B What is the origin of the Gibbons-Hawking temperature?

1. May 3, 2017

Tim Miller

I recently submitted the following question to Dr. Michio Kaku on his Facebook page regarding an unfamiliar concept in his book "Parallel Universes":

Dr. Kaku,

In your book "Parallel Universes", pg. 301, you mention something called the Gibbons-Hawking temperature, a theoretical low temperature limit of 10 negative log 29 degrees (is that Celsius of Kelvin?). You cited a work by Lawrence Krauss & Glenn Starkman. Can you give me the full citation for this work? Is this it: http://iopscience.iop.org/articl...? How does this relate to the absolute zero of classical physics (−273.15 °C; −459.67 °F), a theoretical point at which nearly all atomic/molecular motion ceases?

2. May 3, 2017

Staff: Mentor

I believe this temperature (in Kelvin) is the temperature associated with the cosmological horizon due to the nonzero cosmological constant in our universe. Nothing in our universe (more precisely, in the causal patch within our cosmological horizon) can ever be at a lower temperature than this.

3. May 4, 2017

Tim Miller

Thanks for your reply! I'm still wondering how this number was arrived at and why scientists don't now call this number absolute zero instead of −273.15 °C / O°K.

4. May 4, 2017

Staff: Mentor

Any horizon has a corresponding temperature associated with it. For the cosmological horizon in de Sitter spacetime, the temperature is proportional to the cosmological constant. I can't dig up an exact formula on line at the moment, but AFAIK the temperature $10^{-29}$ Kelvin is what you get when you plug the best current value for the cosmological constant in our universe into the appropriate formula.

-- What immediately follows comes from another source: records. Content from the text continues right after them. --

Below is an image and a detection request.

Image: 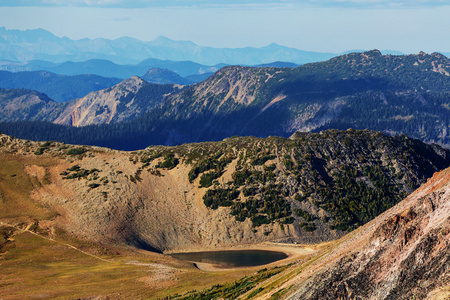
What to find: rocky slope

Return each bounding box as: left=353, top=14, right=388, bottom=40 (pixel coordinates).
left=0, top=71, right=122, bottom=102
left=1, top=131, right=450, bottom=251
left=288, top=164, right=450, bottom=299
left=0, top=50, right=450, bottom=150
left=141, top=68, right=194, bottom=85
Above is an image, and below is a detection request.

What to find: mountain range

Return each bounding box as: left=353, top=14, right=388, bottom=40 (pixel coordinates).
left=0, top=50, right=450, bottom=150
left=0, top=27, right=402, bottom=66
left=0, top=130, right=450, bottom=300
left=0, top=58, right=225, bottom=82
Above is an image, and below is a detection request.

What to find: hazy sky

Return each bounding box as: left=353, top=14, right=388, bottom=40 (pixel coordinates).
left=0, top=0, right=450, bottom=53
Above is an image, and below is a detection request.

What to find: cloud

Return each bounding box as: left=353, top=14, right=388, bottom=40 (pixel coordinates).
left=0, top=0, right=450, bottom=8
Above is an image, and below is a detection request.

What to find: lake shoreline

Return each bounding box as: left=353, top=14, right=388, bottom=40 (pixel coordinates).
left=164, top=242, right=317, bottom=272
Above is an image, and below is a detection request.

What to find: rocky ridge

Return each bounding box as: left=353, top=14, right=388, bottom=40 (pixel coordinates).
left=0, top=50, right=450, bottom=150
left=287, top=164, right=450, bottom=299
left=1, top=130, right=450, bottom=251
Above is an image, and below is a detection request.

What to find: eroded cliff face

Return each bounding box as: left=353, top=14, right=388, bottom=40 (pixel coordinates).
left=290, top=169, right=450, bottom=299
left=54, top=76, right=144, bottom=126
left=0, top=130, right=449, bottom=252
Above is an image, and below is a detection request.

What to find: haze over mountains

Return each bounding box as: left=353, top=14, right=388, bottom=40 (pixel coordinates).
left=0, top=24, right=450, bottom=300
left=0, top=27, right=404, bottom=66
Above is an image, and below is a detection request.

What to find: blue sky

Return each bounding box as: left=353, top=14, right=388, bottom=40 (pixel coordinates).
left=0, top=0, right=450, bottom=53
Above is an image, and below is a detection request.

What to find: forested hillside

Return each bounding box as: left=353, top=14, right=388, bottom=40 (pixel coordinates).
left=0, top=50, right=450, bottom=149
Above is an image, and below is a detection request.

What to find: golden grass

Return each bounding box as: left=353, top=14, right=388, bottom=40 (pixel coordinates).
left=0, top=153, right=320, bottom=299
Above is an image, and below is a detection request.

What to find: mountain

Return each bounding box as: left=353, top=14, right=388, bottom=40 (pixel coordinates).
left=289, top=163, right=450, bottom=299
left=0, top=76, right=182, bottom=128
left=0, top=130, right=450, bottom=252
left=0, top=58, right=225, bottom=82
left=0, top=71, right=121, bottom=102
left=0, top=27, right=336, bottom=65
left=141, top=68, right=193, bottom=85
left=0, top=130, right=450, bottom=299
left=0, top=89, right=59, bottom=121
left=0, top=50, right=450, bottom=150
left=52, top=76, right=183, bottom=126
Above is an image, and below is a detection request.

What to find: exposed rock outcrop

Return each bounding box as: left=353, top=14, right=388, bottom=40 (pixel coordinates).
left=290, top=165, right=450, bottom=299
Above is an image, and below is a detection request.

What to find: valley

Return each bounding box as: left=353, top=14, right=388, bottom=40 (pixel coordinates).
left=0, top=130, right=450, bottom=299
left=0, top=50, right=450, bottom=150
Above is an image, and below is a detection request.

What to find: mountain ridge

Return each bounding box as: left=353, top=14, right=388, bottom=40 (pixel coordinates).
left=0, top=27, right=344, bottom=65
left=0, top=50, right=450, bottom=150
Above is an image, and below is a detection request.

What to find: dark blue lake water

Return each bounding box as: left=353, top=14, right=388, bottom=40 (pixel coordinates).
left=170, top=250, right=287, bottom=267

Because it isn't. The temperature associated with a horizon is not zero; it's positive. (Note that any time you see a temperature in physics or cosmology, it will be an absolute temperature unless it's explicitly stated otherwise, since the absolute temperature scale is the one that makes all the formulas involving temperature look simple.) The idea that absolute zero is "the lowest possible temperature" is only a heuristic; the actual physical definition is different.

5. May 4, 2017

kimbyd

Is that last sentence strictly true? My thought was that this temperature was similar to the CMB temperature in its impact on temperature of other bodies, and there are objects out there with temperatures lower than the CMB (e.g. the Boomerang Nebula). Nothing can stay at a lower temperature than the CMB for too long, because eventually it'll reach equilibrium. But they can definitely go below that temperature temporarily.

6. May 4, 2017

Staff: Mentor

I'm actually not sure whether that is true or not. If it is true, then yes, I think it would be possible to temporarily cool something below this temperature. But there might be other effects involved with the temperature associated with a horizon that are not present with the CMB.

7. May 4, 2017

kimbyd

The way I might imagine it could be true would be if this temperature were a fundamental property of the space-time, rather than just photons created at the horizon that fill the universe.

8. May 4, 2017

Staff: Mentor

I'm actually not sure that either of these is a good description of the temperature associated with a horizon. We don't have a good microphysical model of how such a temperature arises, so we can't be sure.

9. May 4, 2017

kimbyd

My suspicion is that ultimately, it doesn't actually matter. I'm pretty sure the universe where this temperature is relevant is an empty universe. That's a de Sitter universe, which is a stationary state. If such a universe is in a stationary state, then the finite temperature would just be an apparent temperature that has nothing to do with the underlying space-time. E.g. there would be no temperature fluctuations. This is the universe described here: https://arxiv.org/abs/1405.0298

10. May 4, 2017

Staff: Mentor

Just to be clear, the paper you linked to is a hypothesis about de Sitter spacetime; it is not a known fact about de Sitter spacetime. I don't know that the conclusions of the paper are generally accepted among physicists.

11. May 5, 2017

Tim Miller

12. May 5, 2017

Tim Miller

If the temperature is positive, the why is it expressed with a negative exponent?

13. May 5, 2017

Staff: Mentor

$10^{-29}$ is greater than zero, so it's a positive number.

14. May 5, 2017

kimbyd

Because it's less than one. E.g. $10^{-1}=0.1$, $10^{-4}=0.0001$.

15. May 5, 2017

Tim Miller

Thanks for the refresher. My memory is not what it used to be.